De noche el ruido de la autopista es una máquina invisible que hace agujeros en mi cabeza. Hundido en las sábanas quisiera que ese sonido tuviera la capacidad de calmarme pero en cambio es una música maldita, me acompaña como un fantasma que merodea por toda la casa. Por eso, siempre que eso sucede, me refugio en la ventana, aunque al levantar la mirada únicamente me encuentre con algunas pocas estrellas que titilan con desgano, ocultas por los edificios. A veces una mancha luminosa me sorprende pero es un avión que en su mirada me arrastra llevándose toda ilusión de paz y de cielo. Igual no me preocupo, enciendo un cigarrillo y pienso que no soy el único noctámbulo. Lentamente otras ventanas comienzan a encenderse. Es un pequeño ritual indispensable como una fogata para mantenerse protegido de las bestias.

Me divierte porque puedo comenzar a distinguir las siluetas asomando a contraluz, como sombras inquietas que me cuidan en la noche. Colabora con mi distracción intentar adivinar el gesto que cada figura también hace desde su balcón. ¿Qué estarán pensando? ¿Fumarán cigarrillo tras otro como yo? ¿A quién recordarán? Una vez creí ver que una de las siluetas se arrojaba. Vi la mancha cayendo desde el piso alto como un pájaro torpe y enorme de color negro que había olvidado volar. Pensé que había sido una simple ilusión pero al dormir escuché ruidos de ambulancias y gente en movimiento.

Igual en esta ciudad uno no se puede fiar de nada. Es como si por la noche otro mundo se imprimiera sobre el mundo presente. Gente corriendo, gente gritando en sus autos, animales perdidos y llorando. Pero después me asomo a la ventana y la calle es una postal vacía, una foto detenida del silencio. Quizás aparece alguna que otra alma perdida caminando apurada, paseando a su mascota, pero nada más. Por eso esta ventana no es tan de mi agrado.

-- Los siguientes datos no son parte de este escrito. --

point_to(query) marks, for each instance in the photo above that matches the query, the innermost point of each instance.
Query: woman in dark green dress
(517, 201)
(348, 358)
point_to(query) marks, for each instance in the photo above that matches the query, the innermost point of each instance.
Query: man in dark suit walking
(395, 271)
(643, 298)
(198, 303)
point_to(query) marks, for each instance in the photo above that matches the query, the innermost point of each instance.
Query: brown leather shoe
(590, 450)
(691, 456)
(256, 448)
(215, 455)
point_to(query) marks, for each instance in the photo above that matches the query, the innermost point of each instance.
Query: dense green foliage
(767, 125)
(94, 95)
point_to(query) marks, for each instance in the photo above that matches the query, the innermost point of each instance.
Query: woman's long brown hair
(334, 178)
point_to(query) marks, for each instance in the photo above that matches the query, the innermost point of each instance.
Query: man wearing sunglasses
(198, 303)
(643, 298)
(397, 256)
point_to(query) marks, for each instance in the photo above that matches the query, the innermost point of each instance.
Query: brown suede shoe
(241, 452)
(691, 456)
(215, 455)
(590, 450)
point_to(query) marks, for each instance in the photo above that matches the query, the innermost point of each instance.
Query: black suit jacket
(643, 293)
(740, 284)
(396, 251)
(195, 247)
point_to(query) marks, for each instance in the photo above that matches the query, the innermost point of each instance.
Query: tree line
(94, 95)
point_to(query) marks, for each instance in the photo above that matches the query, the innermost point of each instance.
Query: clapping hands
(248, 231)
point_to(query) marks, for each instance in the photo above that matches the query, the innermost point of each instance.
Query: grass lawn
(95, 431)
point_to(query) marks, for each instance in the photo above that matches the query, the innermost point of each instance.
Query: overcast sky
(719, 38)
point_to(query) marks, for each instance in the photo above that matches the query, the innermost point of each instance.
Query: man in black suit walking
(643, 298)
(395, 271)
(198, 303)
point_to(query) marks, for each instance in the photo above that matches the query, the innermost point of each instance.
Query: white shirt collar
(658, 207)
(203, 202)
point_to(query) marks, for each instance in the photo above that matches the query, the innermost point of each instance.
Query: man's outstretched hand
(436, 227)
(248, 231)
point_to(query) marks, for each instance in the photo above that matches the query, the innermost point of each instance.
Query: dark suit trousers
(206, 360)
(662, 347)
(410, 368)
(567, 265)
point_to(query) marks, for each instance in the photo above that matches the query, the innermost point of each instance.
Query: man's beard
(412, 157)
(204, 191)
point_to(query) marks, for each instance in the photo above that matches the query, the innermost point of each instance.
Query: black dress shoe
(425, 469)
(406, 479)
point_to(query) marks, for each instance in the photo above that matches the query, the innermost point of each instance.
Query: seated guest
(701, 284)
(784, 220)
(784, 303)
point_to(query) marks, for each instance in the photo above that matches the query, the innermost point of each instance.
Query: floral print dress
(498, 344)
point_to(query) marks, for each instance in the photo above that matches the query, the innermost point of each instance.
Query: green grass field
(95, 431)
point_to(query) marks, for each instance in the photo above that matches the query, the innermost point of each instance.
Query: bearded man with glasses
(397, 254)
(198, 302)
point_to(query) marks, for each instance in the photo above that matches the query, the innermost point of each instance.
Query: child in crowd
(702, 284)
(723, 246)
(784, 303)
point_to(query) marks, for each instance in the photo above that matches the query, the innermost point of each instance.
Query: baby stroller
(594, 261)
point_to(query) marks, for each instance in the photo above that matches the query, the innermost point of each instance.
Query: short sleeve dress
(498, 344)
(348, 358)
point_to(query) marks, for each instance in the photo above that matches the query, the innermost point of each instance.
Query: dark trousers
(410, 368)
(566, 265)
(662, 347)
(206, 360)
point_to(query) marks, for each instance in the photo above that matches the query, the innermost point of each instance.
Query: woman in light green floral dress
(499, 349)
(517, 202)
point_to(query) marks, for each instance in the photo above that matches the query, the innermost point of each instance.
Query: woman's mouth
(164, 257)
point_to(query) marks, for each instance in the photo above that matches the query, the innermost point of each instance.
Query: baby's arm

En cambio esa otra ventana sí me gustaba. Era hermoso ver las luces encenderse de a poco, una detrás de la otra. La silueta de las montañas cortando el paisaje y ya no los edificios. De todas formas era lo único que me parecía bello. La ciudad en cambio tenía un aspecto seco y frío, como si a la gente le hubiesen arrebatado algo. No tenía nada que envidiarle a otras ciudades, al final todas se parecen un poco. Edificios y torres, autos, gente apurada, cabezas que miran al suelo en lugar de mirar hacia el cielo. Después descubrí que en realidad al que le habían arrebatado algo era a mí. Entonces no importaba a dónde hubiese viajado.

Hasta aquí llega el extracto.